Results of literature screening

A total of 1,867 literatures were retrieved in this study. After de-duplication, preliminary screening of titles and abstracts, 30 articles were obtained. Four articles aiming at adults, nine incompatible research types, and two updated guidelines were excluded, leaving a total of 16 articles, including six guidelines (6,12-16), three expert consensuses (5,17,18), two evidence summaries (19,20), and five systematic reviews (2,21-24). The basic characteristics of the included literatures are shown in Table 1.

Table 1

Characteristics of included studies (n=16)

Included articles Source Type of the article Topic of the article Year
Dilini I. Imbulana et al. (2) PubMed Systematic review Nasal injury in preterm infants receiving non-invasive respiratory support: a systematic review 2017
Tongling Yang et al. (5) CNKI Expert consensus Expert consensus on the assessment points and predictive nursing of neonatal iatrogenic skin injury 2020
Evidence-Based Medicine Group, Neonatologist Society, Chinese Medical Doctor Association (6) CNKI Clinical guideline Guidelines for neonatal skin management in the neonatal intensive care unit (2021) 2021
JSPU (12) JSPU Clinical guideline JSPU Guidelines for the Prevention and Management of Pressure Ulcers (3rd Ed.) 2014
NICE (13) NICE Clinical guideline The prevention and management of pressure ulcers in primary and secondary care 2014
WOCN (14) WOCN Clinical guideline WOCN Guideline for Prevention and Management of Pressure Injuries (Ulcers) 2016
AWHOMM (15) AWHOMM Clinical guideline Neonatal skin care (fourth edition-based clinical practice guideline) 2018
NPIAP/EPUAP/PPPIA (16) NPIAP/EPUAP/PPPIA Clinical guideline Prevention and Treatment of Pressure Ulcers: Clinical Practice Guideline 2019
WUWHS (17) UpToDate Expert consensus Role of dressings in pressure ulcer prevention 2019
Dan Berlowitz et al. (18) UpToDate Expert consensus Prevention of pressure-induced skin and soft tissue injury 2022
Xiaoli Liu et al. (19) CNKI Evidence summary Evidence summary of prevention of Noninvasive Ventilation related facial Pressure Injuries 2019
Qi Zhao et al. (20) CNKI Evidence summary Summary of best evidence regarding prevention and management of medical device related pressure injuries 2019
Jun Zhang et al. (21) CNKI Systematic review Effects of dresings in the prevention of facial and nasal bridge pressure ulcers caused by the application of noninvasive positive pressure ventilation: a network meta analysis 2016
Jodi Herron Behr et al. (22) PubMed Systematic review Prevention Strategies for Neonatal Skin Injury in the NICU 2020
Shaam Bruet et al. (23) PubMed Systematic review High-flow nasal cannula versus nasal continuous positive airway pressure for respiratory support in preterm infants: a meta-analysis of randomized controlled trials 2022
Raj Prakash et al. (24) PubMed Systematic review Masks versus prongs as interfaces for nasal continuous positive airway pressure in preterm infants 2022

Quality evaluation results of the included literature

Quality evaluation results of the guidelines

This study included six guidelines (6,12-16). Two researchers independently scored all guidelines and calculated the standardized scores for each field, all were recommended at A level, as shown in Table 2.

Table 2

Results of guideline quality evaluation (n=6)

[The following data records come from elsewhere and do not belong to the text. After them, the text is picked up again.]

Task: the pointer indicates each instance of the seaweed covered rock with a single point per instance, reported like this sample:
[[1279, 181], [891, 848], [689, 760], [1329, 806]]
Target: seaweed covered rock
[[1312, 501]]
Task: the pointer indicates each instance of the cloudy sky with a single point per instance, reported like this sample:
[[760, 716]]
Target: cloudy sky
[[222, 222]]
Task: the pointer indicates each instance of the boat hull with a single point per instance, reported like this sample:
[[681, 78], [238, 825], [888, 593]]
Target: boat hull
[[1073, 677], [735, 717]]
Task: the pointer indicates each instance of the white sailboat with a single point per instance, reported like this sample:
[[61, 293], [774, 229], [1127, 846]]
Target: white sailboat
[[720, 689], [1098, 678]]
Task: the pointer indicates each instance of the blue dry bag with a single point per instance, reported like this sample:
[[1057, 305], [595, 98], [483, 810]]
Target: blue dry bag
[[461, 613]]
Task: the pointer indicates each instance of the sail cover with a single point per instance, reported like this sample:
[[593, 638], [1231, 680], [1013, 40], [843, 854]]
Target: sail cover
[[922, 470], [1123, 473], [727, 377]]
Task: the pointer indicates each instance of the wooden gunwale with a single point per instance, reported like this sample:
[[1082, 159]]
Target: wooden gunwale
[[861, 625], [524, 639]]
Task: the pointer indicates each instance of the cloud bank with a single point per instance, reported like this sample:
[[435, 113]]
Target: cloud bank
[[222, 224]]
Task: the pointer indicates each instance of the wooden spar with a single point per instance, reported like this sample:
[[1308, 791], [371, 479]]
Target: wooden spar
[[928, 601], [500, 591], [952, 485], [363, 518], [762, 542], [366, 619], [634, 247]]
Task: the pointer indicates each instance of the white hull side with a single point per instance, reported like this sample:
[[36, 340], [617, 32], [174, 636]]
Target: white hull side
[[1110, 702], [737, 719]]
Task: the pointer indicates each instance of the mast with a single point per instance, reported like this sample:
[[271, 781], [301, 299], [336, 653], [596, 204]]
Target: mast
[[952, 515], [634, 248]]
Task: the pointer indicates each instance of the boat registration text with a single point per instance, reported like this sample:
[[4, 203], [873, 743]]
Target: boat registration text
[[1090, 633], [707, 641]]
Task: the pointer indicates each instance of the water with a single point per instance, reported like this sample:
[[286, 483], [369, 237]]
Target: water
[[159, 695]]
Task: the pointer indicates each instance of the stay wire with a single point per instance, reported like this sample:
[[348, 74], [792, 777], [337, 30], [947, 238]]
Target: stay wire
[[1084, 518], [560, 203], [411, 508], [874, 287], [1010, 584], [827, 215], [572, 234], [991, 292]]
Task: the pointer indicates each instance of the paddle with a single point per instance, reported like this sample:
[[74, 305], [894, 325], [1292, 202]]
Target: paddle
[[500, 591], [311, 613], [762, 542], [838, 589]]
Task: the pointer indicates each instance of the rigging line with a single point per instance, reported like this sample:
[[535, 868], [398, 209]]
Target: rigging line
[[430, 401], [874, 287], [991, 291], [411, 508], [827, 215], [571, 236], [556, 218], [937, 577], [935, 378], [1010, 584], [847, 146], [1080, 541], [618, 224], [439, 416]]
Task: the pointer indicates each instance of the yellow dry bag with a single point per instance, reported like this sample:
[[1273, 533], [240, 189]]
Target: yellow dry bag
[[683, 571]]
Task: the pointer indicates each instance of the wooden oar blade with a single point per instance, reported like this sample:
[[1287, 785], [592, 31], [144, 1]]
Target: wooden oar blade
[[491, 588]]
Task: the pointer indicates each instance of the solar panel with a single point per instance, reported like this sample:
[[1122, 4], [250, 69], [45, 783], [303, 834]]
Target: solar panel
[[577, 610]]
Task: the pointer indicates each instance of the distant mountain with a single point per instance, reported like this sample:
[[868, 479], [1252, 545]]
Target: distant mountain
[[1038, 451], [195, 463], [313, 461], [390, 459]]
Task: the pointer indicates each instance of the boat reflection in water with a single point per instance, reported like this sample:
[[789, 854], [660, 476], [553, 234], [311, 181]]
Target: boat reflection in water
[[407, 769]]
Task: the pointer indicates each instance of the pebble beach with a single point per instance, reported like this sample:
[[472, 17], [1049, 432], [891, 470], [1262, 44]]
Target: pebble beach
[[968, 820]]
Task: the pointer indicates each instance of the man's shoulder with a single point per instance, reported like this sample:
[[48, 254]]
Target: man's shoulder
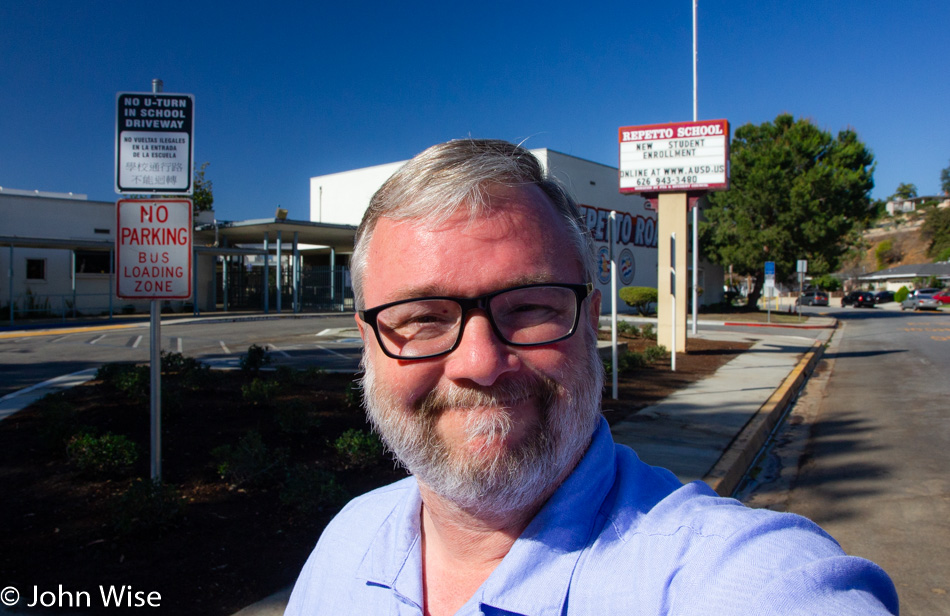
[[650, 500], [372, 508]]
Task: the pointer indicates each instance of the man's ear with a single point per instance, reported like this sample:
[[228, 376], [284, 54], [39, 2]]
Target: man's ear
[[594, 315], [360, 325]]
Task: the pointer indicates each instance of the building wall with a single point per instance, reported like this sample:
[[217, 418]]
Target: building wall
[[62, 217], [345, 197], [341, 198]]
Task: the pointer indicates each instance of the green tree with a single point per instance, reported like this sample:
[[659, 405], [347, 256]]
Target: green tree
[[905, 192], [936, 231], [639, 298], [795, 192], [202, 199]]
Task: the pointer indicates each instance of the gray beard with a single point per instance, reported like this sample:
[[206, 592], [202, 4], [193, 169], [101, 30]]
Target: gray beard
[[510, 479]]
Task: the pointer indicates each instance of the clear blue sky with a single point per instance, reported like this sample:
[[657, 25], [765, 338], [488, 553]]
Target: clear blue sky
[[287, 91]]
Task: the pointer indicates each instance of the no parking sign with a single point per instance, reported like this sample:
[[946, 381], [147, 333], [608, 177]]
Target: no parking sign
[[153, 249]]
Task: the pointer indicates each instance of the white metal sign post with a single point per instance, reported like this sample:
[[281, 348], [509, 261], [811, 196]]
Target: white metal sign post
[[769, 288], [672, 165], [153, 261], [154, 151]]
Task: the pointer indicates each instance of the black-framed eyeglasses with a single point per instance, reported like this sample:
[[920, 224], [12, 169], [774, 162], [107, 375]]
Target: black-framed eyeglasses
[[522, 316]]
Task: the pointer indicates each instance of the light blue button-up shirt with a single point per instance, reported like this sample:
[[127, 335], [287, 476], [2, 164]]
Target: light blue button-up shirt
[[618, 537]]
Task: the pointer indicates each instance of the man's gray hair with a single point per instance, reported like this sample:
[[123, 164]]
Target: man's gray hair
[[458, 176]]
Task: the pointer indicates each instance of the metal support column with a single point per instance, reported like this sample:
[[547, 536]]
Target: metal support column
[[111, 276], [194, 280], [333, 275], [280, 278], [224, 276], [266, 276], [11, 284], [295, 273]]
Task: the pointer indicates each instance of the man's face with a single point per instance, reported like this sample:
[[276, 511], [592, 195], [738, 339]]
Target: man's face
[[488, 425]]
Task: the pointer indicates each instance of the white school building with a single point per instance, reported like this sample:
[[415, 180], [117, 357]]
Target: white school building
[[342, 198]]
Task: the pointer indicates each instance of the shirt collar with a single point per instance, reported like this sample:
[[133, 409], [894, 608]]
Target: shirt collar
[[542, 559]]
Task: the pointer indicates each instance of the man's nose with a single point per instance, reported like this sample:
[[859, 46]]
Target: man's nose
[[481, 357]]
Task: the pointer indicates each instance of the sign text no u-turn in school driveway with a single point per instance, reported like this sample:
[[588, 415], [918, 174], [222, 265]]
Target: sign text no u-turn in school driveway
[[154, 144], [153, 249]]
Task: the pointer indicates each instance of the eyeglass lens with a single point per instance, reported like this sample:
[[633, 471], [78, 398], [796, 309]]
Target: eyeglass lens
[[529, 316]]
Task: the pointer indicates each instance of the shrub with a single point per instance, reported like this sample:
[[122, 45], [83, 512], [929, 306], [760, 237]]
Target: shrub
[[176, 363], [249, 462], [255, 359], [147, 506], [358, 448], [626, 327], [886, 253], [296, 417], [57, 421], [626, 362], [639, 298], [107, 454], [354, 394], [309, 490], [129, 379], [827, 282], [655, 353], [260, 391], [287, 375]]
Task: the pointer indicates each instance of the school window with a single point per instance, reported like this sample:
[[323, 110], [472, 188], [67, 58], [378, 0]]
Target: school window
[[92, 262], [36, 269]]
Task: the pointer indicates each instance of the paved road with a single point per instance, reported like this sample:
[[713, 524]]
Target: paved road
[[31, 357], [876, 469]]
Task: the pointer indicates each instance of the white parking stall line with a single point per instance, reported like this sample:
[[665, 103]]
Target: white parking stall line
[[274, 349], [331, 351]]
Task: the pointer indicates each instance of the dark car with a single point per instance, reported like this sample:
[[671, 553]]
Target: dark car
[[921, 299], [813, 298], [883, 297], [858, 299]]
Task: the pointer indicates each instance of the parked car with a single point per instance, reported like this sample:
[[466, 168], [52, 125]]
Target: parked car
[[882, 297], [921, 299], [813, 298], [858, 299]]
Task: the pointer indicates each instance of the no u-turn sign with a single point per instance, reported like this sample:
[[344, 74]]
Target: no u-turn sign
[[153, 249]]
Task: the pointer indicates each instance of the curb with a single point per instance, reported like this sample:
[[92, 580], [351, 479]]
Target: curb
[[724, 477]]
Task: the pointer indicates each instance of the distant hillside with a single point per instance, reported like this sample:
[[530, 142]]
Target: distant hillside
[[907, 247]]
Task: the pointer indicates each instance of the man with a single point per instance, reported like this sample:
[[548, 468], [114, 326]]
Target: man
[[472, 277]]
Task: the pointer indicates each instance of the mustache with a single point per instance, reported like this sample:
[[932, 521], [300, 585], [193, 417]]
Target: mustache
[[502, 395]]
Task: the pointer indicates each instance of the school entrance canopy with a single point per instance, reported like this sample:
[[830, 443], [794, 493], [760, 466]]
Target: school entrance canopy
[[287, 241]]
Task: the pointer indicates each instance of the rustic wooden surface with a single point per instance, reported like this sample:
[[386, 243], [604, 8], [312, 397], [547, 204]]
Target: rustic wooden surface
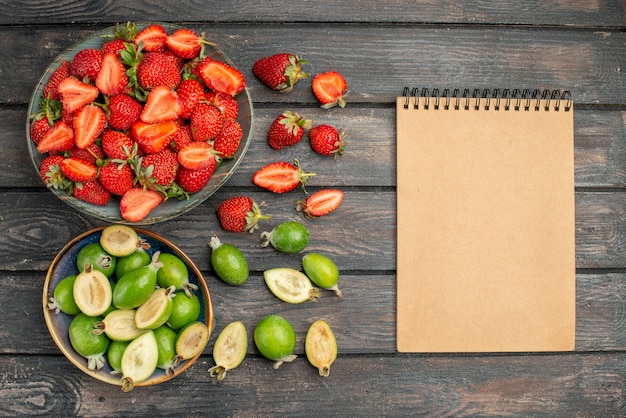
[[380, 47]]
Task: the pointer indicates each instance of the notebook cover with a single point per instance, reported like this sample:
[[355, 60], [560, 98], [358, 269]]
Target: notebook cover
[[485, 230]]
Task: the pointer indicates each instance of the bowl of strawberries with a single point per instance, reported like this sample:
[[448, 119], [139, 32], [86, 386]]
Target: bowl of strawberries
[[139, 123]]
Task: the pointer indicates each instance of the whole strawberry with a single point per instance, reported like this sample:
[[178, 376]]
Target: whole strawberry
[[287, 130], [326, 140], [239, 214], [280, 72]]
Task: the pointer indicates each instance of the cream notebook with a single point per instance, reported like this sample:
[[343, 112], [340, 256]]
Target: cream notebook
[[485, 227]]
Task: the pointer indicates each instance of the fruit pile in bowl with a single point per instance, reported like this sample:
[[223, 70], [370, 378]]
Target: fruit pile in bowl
[[126, 306], [138, 124]]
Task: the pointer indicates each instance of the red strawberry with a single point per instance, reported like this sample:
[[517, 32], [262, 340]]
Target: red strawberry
[[320, 203], [152, 37], [156, 69], [123, 111], [326, 140], [86, 64], [117, 144], [153, 137], [281, 177], [137, 203], [197, 155], [60, 137], [330, 89], [62, 72], [206, 122], [75, 94], [112, 79], [50, 172], [287, 129], [91, 192], [159, 168], [193, 181], [116, 178], [185, 43], [221, 77], [162, 104], [190, 92], [227, 142], [227, 104], [239, 214], [280, 72], [88, 123], [78, 170]]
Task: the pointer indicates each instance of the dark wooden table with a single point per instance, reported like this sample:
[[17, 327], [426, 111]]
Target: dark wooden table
[[381, 47]]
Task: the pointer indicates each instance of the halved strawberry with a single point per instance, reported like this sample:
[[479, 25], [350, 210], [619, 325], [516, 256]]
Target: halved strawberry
[[162, 104], [185, 43], [196, 155], [153, 38], [78, 170], [330, 89], [320, 203], [112, 78], [281, 176], [221, 77], [88, 123], [75, 94], [60, 137], [153, 137], [137, 203]]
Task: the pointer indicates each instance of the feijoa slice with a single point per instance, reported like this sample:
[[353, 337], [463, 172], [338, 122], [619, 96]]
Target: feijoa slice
[[320, 346], [276, 339], [119, 240], [191, 340], [290, 285], [229, 349], [92, 292], [139, 360]]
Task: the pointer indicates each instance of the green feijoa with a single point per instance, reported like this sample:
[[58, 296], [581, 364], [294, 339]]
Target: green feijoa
[[228, 262], [131, 262], [95, 255], [174, 273], [276, 339], [62, 299], [114, 355], [322, 271], [185, 309], [288, 237], [166, 342], [86, 343], [136, 286]]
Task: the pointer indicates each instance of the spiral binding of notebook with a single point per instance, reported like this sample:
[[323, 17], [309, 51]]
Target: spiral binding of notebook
[[488, 99]]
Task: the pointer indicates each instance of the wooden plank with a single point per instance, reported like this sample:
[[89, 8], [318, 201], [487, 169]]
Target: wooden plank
[[430, 11], [379, 61], [552, 385], [369, 159]]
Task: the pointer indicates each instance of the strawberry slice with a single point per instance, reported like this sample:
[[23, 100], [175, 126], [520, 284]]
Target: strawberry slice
[[330, 89], [153, 38], [162, 104], [75, 94], [153, 137], [281, 176], [185, 43], [137, 203], [320, 203], [221, 77], [78, 170], [196, 155], [88, 123], [60, 137], [112, 78]]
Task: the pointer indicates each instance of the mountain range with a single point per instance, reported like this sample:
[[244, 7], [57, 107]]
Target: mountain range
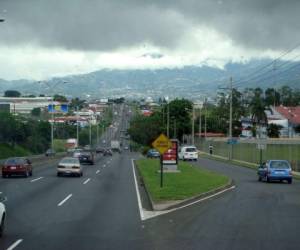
[[190, 81]]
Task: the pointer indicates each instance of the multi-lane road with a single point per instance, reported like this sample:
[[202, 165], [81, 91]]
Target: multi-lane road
[[101, 211]]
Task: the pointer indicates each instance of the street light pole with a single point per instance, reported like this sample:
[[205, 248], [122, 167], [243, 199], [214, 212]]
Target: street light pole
[[52, 123], [193, 125], [168, 119], [230, 119]]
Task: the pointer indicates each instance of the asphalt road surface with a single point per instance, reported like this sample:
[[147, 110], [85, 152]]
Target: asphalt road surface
[[100, 211]]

Included articles Scopes and objects Participant Rigor of guidelines Clarity of guidelines Application of guidelines Independence of guidelines ≥30% field number (n) ≥60% field number (n) Recommendation level
Evidence-Based Medicine Group, Neonatologist Society, Chinese Medical Doctor Association (6) 80.6% 80.6% 71.9% 72.2% 70.8% 75.0% 6 6 A
JSPU (12) 80.6% 77.8% 66.7% 77.8% 66.7% 70.8% 6 6 A
NICE (13) 80.6% 75.0% 79.2% 72.2% 77.1% 91.7% 6 6 A
WOCN (14) 75.0% 88.9% 76.0% 75.0% 68.8% 91.7% 6 6 A
AWHOMM (15) 91.7% 88.9% 88.5% 94.4% 77.1% 95.8% 6 6 A
NPIAP/EPUAP/PPPIA (16) 83.3% 72.2% 76.0% 80.6% 75.0% 87.5% 6 6 A

Recommendation level: A, the score for each domain is ≥60%; B, ≥3 domains have scores ≥30% and at least one <60%; C, ≥3 domains have scores <30%.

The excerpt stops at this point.